I returned from the Key West Literary Seminar this weekend with two notebooks filled with poem drafts, ideas, notes, reading suggestions and more. It was wonderful to be able to attend two food writing seminars and in-between, an advanced poetry workshop with Jane Hirshfield.
For me, a poet who attends short writing programs about every two years since graduate school, it is hard to say if the best part was attending Jane’s workshop, allowing myself more time to write or meeting other writers. While the food writing seminars were interesting, I snuck in extra writing and workshopping time between the sessions that related most to my writing projects.
The first question I received from other writers after I returned was, “Should I do it next year?” Overall, I’m happy that I dedicated time, energy and money to the program. (Speaking of money, they do offer generous financial assistance, which made it possible for me to attend.) If you are considering it, be sure to look carefully at the theme that organizes the future sessions. The food theme, which I enjoy as a food blogger myself, was sometimes more dominant than the literary aspects of the conversations. That said, I learned a lot, especially during the workshop. As would be true with any program, be sure to choose a workshop leaders whose work and approach you admire.

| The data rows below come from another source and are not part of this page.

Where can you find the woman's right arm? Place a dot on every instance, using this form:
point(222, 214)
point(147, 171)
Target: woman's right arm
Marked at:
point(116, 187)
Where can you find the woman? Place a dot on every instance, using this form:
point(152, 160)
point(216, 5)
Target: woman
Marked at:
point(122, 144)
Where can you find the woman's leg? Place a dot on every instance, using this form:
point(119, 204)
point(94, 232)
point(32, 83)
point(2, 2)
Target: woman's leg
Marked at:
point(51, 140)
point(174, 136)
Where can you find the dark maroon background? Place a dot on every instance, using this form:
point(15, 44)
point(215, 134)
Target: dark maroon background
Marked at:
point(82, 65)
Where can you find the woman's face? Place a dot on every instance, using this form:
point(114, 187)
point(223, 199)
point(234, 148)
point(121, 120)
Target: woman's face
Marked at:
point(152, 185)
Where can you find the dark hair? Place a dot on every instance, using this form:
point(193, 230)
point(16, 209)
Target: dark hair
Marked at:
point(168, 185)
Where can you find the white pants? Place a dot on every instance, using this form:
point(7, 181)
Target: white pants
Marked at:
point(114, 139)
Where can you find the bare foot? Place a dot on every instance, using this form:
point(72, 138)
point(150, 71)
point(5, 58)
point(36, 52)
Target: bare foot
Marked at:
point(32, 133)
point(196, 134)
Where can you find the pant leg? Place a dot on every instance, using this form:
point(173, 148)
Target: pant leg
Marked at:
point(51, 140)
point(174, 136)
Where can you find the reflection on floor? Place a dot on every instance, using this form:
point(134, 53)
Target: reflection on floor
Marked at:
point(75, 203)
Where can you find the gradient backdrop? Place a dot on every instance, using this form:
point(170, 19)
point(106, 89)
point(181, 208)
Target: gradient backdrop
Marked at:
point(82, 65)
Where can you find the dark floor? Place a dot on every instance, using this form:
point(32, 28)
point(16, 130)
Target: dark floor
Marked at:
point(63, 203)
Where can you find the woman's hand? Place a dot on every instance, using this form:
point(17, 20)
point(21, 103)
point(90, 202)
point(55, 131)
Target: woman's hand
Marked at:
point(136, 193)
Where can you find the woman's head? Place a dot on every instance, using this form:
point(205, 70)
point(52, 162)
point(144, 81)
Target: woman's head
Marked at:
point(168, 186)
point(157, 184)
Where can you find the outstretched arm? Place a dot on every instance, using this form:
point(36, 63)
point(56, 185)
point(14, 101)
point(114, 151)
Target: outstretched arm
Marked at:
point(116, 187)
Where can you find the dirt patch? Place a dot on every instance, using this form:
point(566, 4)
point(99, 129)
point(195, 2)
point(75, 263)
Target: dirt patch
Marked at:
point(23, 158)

I’ve admired poet Jane Hirshfield since I first started reading poetry. If you are looking to work with her or hear her read, she suggested following her page on the Steven Barclay Agency site. For more on the seminar, including future broadcasts of readings and discussions, see Littoral, the Key West Literary Seminar’s blog. Next year the theme will be, “Yet Another World,” with authors like Margaret Atwood, William Gibson and Joyce Carol Oats.
In this first month of a new year my resolution is to dedicate myself to drafting and revising poems Jane Hirshfield’s simple and poignant advice to “write better.” I look forward to sharing more about the seminar in future posts.